I haven't managed to reproduce your errors so far but spotted other issues. Some were fixed in Lamorel (https://github.com/flowersteam/lamorel/tree/fix_pre_encode_inputs), others in this repo (https://github.com/flowersteam/Grounding_LLMs_with_online_RL/tree/matching_new_lamorel_api). With these, I can run experiments without any problem.

Could you please try these?

CRLqinliang commented 1 year ago

Yep, it success to run, after I add the "unsqueeze(0)" (which you could find in the commit request).

ClementRomac commented 1 year ago

Great!
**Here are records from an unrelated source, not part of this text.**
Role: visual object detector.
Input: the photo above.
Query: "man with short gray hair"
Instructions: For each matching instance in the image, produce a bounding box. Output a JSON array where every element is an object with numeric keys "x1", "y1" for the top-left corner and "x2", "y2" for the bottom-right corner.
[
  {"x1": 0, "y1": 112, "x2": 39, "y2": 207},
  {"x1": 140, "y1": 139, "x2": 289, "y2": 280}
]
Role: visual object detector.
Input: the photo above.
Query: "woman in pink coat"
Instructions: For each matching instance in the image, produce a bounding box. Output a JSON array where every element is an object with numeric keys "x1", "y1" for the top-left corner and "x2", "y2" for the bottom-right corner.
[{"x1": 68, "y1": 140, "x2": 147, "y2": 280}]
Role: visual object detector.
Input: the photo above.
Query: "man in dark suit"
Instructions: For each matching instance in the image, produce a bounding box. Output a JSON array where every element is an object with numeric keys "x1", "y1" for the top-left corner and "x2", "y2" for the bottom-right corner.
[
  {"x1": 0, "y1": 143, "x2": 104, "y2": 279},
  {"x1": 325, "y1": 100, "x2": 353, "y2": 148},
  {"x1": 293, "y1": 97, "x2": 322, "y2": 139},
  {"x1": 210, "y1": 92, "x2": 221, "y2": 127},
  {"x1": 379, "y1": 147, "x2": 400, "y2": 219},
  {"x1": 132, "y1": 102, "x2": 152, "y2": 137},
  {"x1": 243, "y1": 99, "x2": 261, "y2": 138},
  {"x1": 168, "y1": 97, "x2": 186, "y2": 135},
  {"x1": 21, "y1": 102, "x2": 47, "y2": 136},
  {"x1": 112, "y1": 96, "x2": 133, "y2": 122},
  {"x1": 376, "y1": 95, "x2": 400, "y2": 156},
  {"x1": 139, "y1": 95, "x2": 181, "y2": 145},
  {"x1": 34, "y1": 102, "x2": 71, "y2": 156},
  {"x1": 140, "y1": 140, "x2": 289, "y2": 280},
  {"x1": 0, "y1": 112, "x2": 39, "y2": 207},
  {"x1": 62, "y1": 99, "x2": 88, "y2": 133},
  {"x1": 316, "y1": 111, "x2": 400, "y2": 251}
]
I can't seen any request though?

CRLqinliang commented 1 year ago

Sorry, I change it back, it goes well now. By the way, could you please update the README file of this project? This project is really good for some RL researchers like me, I really want to use this code on my next paper. (For example, how to understand the parameter of rl_script_args, like zero-shot/ template_test..) Thx!

ClementRomac commented 1 year ago

Perfect! Sure. Let me close this issue and open one on README improvements.